In this case the ANY predicate is on the left-hand side array b1.a11; however, similar to above, the ANY predicate does not involve any joins, and thus the join is still 1-to-1. We can even have ANY predicates on both sides:

SELECT *
FROM b1
JOIN b2
  ON b1.c11 = b2.c21
  AND b2.c22 = 100
  AND ANY v IN b2.a21 SATISFIES v = 10 END
WHERE b1.c11 = 10
  AND b1.c12 = 100
  AND ANY v IN b1.a11 SATISFIES v = 10 END;

Again, the ANY predicates do not involve any join, and the join is still 1-to-1.

ANSI JOIN with Entire Array as Index Key

As a special case, it is possible to perform ANSI JOIN on an entire array as a join key:

SELECT *
FROM b1
JOIN b2
  ON b1.a21 = b2.a22
WHERE b1.c11 = 10
  AND b1.c12 = 100;

In this case, the entire array must match each other for the join to work.
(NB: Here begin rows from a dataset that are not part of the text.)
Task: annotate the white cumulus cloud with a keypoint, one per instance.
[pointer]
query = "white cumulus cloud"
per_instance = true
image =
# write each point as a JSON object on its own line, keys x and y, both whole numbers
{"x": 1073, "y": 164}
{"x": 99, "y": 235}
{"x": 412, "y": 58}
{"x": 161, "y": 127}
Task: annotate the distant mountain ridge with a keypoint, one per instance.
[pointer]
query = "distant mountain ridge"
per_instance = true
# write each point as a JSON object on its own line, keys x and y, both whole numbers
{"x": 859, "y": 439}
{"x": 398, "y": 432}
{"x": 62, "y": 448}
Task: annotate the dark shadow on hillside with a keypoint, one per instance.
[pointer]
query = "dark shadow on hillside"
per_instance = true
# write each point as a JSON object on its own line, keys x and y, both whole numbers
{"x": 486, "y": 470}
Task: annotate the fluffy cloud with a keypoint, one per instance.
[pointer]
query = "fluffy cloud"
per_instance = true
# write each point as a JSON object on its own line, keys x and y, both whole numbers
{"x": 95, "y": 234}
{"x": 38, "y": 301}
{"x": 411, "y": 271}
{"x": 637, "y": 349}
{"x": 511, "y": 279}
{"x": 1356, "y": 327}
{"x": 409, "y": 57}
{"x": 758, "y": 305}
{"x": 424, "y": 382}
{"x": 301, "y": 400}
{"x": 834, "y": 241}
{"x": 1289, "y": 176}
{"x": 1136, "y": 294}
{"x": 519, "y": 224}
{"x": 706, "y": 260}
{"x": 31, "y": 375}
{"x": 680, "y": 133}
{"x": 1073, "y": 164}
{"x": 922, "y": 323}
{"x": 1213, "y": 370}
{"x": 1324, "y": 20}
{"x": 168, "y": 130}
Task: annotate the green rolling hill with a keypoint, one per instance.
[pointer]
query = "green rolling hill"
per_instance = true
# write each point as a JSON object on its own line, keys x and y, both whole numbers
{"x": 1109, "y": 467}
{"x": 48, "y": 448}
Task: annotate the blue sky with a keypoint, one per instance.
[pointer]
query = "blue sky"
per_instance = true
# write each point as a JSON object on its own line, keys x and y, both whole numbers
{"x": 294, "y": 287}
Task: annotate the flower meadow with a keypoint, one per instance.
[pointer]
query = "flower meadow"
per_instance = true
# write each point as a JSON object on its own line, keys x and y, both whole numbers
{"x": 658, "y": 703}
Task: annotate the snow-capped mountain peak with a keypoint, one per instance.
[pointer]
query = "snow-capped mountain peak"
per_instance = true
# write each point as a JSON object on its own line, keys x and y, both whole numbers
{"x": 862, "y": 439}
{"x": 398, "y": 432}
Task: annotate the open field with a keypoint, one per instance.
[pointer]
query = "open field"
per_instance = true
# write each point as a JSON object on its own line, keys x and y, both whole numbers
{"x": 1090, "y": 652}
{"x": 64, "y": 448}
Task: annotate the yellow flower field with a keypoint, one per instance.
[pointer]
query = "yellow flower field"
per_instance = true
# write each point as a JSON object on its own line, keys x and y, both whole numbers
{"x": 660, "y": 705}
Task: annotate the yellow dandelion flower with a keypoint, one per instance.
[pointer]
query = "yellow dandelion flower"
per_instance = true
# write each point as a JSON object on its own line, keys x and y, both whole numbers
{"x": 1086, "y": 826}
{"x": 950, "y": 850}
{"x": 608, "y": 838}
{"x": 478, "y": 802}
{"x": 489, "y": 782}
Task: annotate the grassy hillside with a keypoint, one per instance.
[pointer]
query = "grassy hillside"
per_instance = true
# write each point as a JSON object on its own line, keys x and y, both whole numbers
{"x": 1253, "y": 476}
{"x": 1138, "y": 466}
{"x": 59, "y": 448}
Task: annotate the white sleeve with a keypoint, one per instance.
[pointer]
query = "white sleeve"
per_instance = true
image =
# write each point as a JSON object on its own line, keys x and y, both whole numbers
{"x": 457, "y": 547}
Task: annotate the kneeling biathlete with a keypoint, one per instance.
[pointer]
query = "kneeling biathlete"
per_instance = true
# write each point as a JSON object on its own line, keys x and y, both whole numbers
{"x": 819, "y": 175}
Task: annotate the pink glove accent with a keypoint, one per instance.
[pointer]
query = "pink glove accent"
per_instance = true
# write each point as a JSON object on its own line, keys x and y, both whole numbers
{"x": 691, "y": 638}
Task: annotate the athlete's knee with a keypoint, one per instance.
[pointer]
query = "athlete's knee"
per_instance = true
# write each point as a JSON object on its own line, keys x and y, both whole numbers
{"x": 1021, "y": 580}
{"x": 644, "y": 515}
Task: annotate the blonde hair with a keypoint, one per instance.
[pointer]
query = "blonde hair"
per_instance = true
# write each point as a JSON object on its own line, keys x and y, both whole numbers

For all practical purposes, the array here is treated as a scalar since there is no logic to iterate through elements of an array here. The entire array is used as an index key (b2_idx2) and as such, an entire array is used as an index span to probe the index. The join here can also be considered as 1-to-1.

ANSI JOIN Involving Right-Hand Side Arrays

In this scenario, the join involves an array on the right-hand side keyspace:

SELECT *
FROM b1
JOIN b2
  ON b2.c21 = 10
  AND b2.c22 = 100
  AND ANY v IN b2.a21 SATISFIES v = b1.c12 END
WHERE b1.c11 = 10;

In this case, the ANY predicate involves a join, and thus, effectively we are joining b1 with elements of the b2.a21 array. This now becomes a 1-to-many join. Note that we use an ANY clause for this scenario since it’s a natural extension of the existing support for array indexes; the only difference is for index span generation, we now can have a potential join expression. Array indexes can be used for join in this scenario.

ANSI JOIN Involving Left-Hand Side Arrays

This is a slightly more complex scenario, where the array reference is on the left-hand side of the join, and it’s a many-to-1 join. There are two alternative ways to handle the scenario where the array appears on the left-hand side of the join.

Use UNNEST

This alternative will flatten the left-hand side array first, before performing the join:

SELECT *
FROM b1 UNNEST b1.a12 AS ba1
JOIN b2
  ON ba1 = b2.c22
  AND b2.c21 = 10
WHERE b1.c11 = 10
  AND b1.c12 = 100;

The UNNEST operation is used to flatten the array, turning one left-hand side document into multiple documents; and then for each one of them, join with the right-hand side. This way, by the time join is being performed, it is a regular join, since the array is already flattened in the UNNEST step.

Use IN clause

This alternative uses the IN clause to handle the array:

SELECT *
FROM b1
JOIN b2
  ON b2.c22 IN b1.a12 AND b2.c21 = 10
WHERE b1.c11 = 10 AND b1.c12 = 100;

By using the IN clause, the right-hand side field value can match any of the elements of the left-hand side array. Conceptually, we are using each element of the left-hand side array to probe the right-hand side index.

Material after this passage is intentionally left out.